Oak Creek, Wisconsin, has lived up to its “City of Balance” moniker through the decades by meshing agriculture with industry to produce a bustling municipality while still maintaining a small city attitude.
It is a unique place where pro-union liberals teamed with anti-establishment conservatives to save their city from being annexed and wiped off the map in 1955. The tax base built by the Wisconsin Electric power plant and General Motors’ AC Spark Plug provided necessary funds to develop neighborhoods, upgrade schools, and offer first-rate civic services for the residents.
Contributions from apple-growing families to skilled trade workers enabled the southernmost suburb of Milwaukee to evolve from a largely rural town to the fastest growing city in the state.
ABOUT THE AUTHOR(S)
Jim Cech is a lifelong resident of Oak Creek who worked as a broadcaster for several Milwaukee and Chicago radio stations during the 1990s.
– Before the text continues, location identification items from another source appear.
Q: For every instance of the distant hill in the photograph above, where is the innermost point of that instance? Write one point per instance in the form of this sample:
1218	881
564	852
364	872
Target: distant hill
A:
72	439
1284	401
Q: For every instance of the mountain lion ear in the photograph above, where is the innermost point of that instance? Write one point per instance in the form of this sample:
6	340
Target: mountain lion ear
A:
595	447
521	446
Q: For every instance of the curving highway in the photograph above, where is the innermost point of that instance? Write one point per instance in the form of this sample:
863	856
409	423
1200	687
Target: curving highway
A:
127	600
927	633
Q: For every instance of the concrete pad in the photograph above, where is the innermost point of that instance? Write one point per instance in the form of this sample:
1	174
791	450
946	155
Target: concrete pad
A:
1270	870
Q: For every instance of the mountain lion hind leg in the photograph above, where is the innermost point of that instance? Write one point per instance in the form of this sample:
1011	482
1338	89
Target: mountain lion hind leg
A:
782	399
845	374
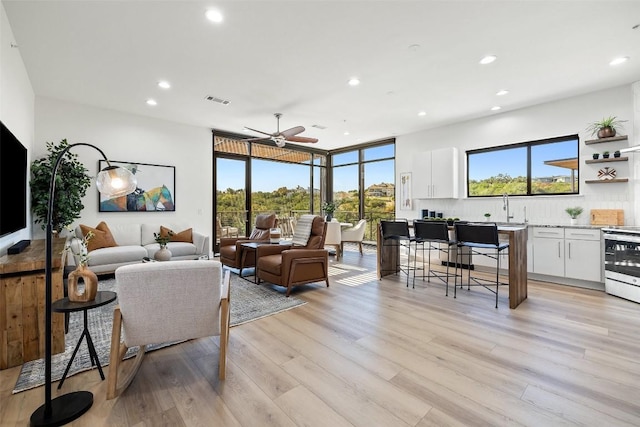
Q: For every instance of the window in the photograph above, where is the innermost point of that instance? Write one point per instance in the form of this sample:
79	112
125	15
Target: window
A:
547	166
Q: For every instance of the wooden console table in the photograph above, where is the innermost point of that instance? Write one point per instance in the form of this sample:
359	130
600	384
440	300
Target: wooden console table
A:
22	304
388	257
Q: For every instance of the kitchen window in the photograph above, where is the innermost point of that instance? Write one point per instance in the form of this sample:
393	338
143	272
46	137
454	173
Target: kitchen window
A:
543	167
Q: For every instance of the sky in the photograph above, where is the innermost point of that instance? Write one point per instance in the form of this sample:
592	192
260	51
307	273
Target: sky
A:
513	162
269	176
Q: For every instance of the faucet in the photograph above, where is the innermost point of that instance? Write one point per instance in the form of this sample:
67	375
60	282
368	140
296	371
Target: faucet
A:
505	205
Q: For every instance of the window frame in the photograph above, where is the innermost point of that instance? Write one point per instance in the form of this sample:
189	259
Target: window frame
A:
528	145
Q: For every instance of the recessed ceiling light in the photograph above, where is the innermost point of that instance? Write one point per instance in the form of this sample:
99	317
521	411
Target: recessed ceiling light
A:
620	60
214	15
488	59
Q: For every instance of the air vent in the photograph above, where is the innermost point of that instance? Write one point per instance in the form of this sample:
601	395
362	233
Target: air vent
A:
218	100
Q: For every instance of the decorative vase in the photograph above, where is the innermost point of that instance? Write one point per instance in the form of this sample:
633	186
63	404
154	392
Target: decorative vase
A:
163	254
606	132
274	235
90	284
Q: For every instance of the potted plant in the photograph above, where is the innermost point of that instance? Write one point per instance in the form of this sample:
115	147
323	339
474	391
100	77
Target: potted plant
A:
328	208
83	275
574	213
163	254
605	128
72	182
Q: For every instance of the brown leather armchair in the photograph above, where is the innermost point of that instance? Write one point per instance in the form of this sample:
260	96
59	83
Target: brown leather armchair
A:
231	248
290	266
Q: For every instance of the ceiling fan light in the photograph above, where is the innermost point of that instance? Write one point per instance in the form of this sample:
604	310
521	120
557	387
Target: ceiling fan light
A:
488	59
214	16
618	61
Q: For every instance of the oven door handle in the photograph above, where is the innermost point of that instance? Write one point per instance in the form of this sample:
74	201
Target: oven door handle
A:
622	238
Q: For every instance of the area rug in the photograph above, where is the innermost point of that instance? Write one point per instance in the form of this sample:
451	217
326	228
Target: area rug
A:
248	302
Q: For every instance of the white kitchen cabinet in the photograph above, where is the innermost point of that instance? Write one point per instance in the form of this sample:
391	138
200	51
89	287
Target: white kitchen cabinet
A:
548	251
573	253
435	174
583	254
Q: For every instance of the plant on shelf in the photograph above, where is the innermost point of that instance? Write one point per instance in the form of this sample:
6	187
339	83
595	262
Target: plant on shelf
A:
163	240
574	213
606	127
328	208
72	182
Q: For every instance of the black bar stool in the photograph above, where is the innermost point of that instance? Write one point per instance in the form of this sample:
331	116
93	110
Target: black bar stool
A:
434	235
398	231
476	236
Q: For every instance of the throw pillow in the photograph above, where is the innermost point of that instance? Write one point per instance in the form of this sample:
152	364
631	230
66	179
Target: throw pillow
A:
183	236
102	237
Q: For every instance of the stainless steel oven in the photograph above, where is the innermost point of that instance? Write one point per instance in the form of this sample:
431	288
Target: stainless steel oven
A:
622	263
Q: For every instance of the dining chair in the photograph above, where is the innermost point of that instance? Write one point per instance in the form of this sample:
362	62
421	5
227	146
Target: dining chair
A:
481	239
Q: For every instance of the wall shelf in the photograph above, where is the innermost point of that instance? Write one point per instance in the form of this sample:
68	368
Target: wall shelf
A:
606	181
610	159
601	140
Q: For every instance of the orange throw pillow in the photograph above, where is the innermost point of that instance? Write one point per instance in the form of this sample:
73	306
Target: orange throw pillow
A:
102	237
183	236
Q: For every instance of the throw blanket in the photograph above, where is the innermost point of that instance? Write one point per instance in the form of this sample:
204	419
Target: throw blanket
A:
303	230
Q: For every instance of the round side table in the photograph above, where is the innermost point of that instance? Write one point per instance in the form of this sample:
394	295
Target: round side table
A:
65	306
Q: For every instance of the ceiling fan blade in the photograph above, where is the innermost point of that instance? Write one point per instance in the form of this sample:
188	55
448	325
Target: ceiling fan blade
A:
268	138
258	131
301	139
293	131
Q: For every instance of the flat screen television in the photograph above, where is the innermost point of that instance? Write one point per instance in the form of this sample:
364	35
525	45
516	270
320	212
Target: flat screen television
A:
13	183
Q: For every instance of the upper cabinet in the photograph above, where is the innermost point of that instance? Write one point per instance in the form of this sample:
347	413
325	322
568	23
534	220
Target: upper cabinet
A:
435	174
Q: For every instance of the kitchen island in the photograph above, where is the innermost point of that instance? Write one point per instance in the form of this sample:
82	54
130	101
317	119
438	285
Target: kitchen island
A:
388	257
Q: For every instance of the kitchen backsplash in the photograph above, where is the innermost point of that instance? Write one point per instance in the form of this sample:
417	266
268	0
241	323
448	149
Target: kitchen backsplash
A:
547	210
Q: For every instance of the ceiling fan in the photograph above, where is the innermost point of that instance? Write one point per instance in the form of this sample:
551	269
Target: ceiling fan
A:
280	138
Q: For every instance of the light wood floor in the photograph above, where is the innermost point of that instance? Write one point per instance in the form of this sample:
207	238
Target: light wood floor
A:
376	353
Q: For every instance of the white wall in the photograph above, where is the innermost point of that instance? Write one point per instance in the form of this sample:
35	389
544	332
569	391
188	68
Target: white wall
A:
565	117
16	107
130	138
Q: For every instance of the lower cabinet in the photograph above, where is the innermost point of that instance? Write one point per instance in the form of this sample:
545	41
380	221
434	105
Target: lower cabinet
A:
573	253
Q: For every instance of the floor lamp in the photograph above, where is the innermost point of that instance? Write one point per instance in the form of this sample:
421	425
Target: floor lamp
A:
112	181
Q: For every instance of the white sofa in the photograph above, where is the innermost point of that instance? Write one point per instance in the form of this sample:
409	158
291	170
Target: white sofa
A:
135	242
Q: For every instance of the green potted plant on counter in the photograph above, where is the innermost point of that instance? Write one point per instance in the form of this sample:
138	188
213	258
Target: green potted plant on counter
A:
574	213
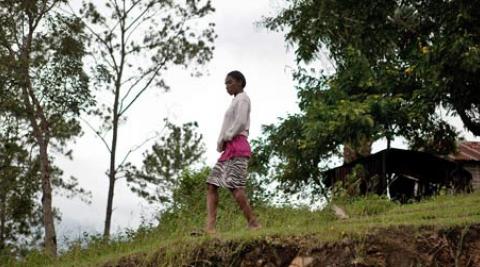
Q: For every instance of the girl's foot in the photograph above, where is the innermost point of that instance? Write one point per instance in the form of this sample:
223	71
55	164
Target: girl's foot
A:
254	226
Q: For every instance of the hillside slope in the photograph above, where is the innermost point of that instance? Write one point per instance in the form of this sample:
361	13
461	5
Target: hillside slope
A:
444	231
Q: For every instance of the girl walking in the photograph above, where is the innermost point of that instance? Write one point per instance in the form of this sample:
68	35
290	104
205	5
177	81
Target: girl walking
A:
230	170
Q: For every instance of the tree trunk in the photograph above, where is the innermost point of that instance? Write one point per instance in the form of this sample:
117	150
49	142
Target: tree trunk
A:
2	220
112	173
111	180
40	132
48	221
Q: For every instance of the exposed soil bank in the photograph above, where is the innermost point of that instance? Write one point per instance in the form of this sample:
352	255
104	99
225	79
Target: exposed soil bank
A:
394	246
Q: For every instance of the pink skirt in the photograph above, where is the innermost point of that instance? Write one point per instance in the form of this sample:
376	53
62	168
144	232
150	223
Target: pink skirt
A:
237	147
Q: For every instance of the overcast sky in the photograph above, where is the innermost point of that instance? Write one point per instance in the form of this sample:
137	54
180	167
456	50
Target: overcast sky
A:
265	61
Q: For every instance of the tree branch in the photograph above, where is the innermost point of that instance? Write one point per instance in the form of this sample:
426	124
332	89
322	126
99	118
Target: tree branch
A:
157	70
98	134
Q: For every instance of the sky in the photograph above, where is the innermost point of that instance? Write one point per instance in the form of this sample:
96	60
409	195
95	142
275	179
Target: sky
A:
262	56
267	63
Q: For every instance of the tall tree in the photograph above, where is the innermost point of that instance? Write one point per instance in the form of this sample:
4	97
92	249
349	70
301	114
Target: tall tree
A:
46	87
19	189
135	42
397	63
180	148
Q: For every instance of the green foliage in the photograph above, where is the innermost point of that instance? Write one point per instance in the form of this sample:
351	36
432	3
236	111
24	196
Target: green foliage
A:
173	245
43	86
397	64
133	44
180	148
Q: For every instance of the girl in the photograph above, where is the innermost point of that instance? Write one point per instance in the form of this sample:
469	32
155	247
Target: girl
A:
231	169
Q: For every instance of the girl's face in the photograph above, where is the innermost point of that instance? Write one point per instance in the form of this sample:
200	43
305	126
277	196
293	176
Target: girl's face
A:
233	86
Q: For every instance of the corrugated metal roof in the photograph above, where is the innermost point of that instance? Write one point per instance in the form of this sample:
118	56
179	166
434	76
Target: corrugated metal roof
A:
467	151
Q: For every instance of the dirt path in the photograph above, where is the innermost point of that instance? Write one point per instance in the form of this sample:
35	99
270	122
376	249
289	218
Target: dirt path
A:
395	246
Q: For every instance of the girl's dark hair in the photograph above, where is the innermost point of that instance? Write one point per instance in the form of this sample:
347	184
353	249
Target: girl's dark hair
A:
238	76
He has been employed at the headquarters of Northwestern Mutual Life Insurance since 2004 and holds degrees in communications and secondary education from UW Milwaukee. After narrowly losing a bid to become the city’s seventh mayor, Jim became active in the Historical Society and began serving on the Traffic and Safety Committee. He is married to Amy and they have twin daughters, Cassy and Tia. His previously published books are Oak Creek: Fifty Years of Progress in 2005 and Backstage Pass in 2009.